Other rating scales, like the CAARS 2, include current DSM symptoms of ADHD in the context of a wider range of difficulties commonly experienced by adults with ADHD. Well-normed, psychometrically-sound ADHD rating scales provide an efficient, convenient way to collect and quantify the observations and impressions of multiple informants regarding the nature, patterning, frequency, and severity of core and associated features of the disorder. Importantly, they represent the best available tools for establishing when symptoms significantly exceed age- and/or gender-based expectations.

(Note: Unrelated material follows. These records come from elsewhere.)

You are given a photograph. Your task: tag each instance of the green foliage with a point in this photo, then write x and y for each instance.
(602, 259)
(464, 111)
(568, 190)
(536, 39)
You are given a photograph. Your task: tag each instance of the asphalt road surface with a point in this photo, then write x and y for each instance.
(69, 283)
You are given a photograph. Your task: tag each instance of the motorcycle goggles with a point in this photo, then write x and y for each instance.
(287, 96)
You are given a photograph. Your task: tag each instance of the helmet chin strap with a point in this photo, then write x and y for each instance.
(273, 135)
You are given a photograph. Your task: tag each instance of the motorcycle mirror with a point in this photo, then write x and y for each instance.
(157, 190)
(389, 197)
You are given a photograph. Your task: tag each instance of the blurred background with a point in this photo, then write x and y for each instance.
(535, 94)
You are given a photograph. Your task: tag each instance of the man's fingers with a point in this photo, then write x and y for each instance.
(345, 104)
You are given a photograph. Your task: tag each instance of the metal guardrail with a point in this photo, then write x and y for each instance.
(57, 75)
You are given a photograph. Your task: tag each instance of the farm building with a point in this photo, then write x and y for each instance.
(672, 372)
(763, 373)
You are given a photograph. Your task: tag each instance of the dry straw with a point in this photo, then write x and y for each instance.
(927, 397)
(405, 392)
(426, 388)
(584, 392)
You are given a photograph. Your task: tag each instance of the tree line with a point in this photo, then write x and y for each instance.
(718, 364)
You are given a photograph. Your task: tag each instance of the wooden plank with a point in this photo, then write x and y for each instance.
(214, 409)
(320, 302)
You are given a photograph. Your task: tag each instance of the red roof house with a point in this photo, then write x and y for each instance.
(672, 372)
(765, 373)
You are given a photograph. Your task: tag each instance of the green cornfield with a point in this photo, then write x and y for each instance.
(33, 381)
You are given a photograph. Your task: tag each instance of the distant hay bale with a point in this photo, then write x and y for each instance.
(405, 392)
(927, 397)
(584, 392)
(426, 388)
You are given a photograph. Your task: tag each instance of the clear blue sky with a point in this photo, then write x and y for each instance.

A major component in the diagnosis of ADHD is the individual’s self-reported symptoms and problems in functioning (Murphy & Schachar, 2000; Suhr et al., 2008). Although highly informative and integral to adult ADHD evaluations, the validity of self-reports can be compromised by a variety of factors including memory limitations, lack of insight, and various forms of response bias. For example, being motivated to receive an ADHD diagnosis in order to access stimulant medications or accommodations at work or school might lead an individual to exaggerate their symptoms, over-report problems (e.g., Faust et al., 1988; Lewandowski et al., 2014; Sullivan et al., 2007), or provide a general impression that things are worse than they really are. Although obtaining information from collateral informants (i.e., individuals who know the person being evaluated well) can compensate for some of the shortcomings of self-report data (Alexander & Liljequist, 2016; Barkley et al., 2006; Barkley et al., 2011; Kooij et al., 2008; Zucker et al., 2002), these observer reports are subject to many of the same limitations and response biases as self-reports (in part because they can involve reporting on behaviors that occurred in the past, that occur irregularly, or that are not directly observable; Holmbeck et al., 2008; Kolko & Kazdin, 1993; Voigt et al., 2007). Invalid reports (e.g., overreporting problems or exaggerating symptoms) can also be produced by informants who are highly motivated to secure help for the person being evaluated. In other instances, informants might conspire with the person being evaluated to misrepresent symptoms or problems so as to help them secure accommodations or medications. Rating scales that incorporate empirically derived symptom validity measures can help flag raters who may fabricate or intentionally exaggerate their symptoms to obtain an unwarranted ADHD diagnosis. In addition to being a critical component of diagnostic evaluations of ADHD, rating scales are also invaluable as repeated measures to monitor the effects of interventions.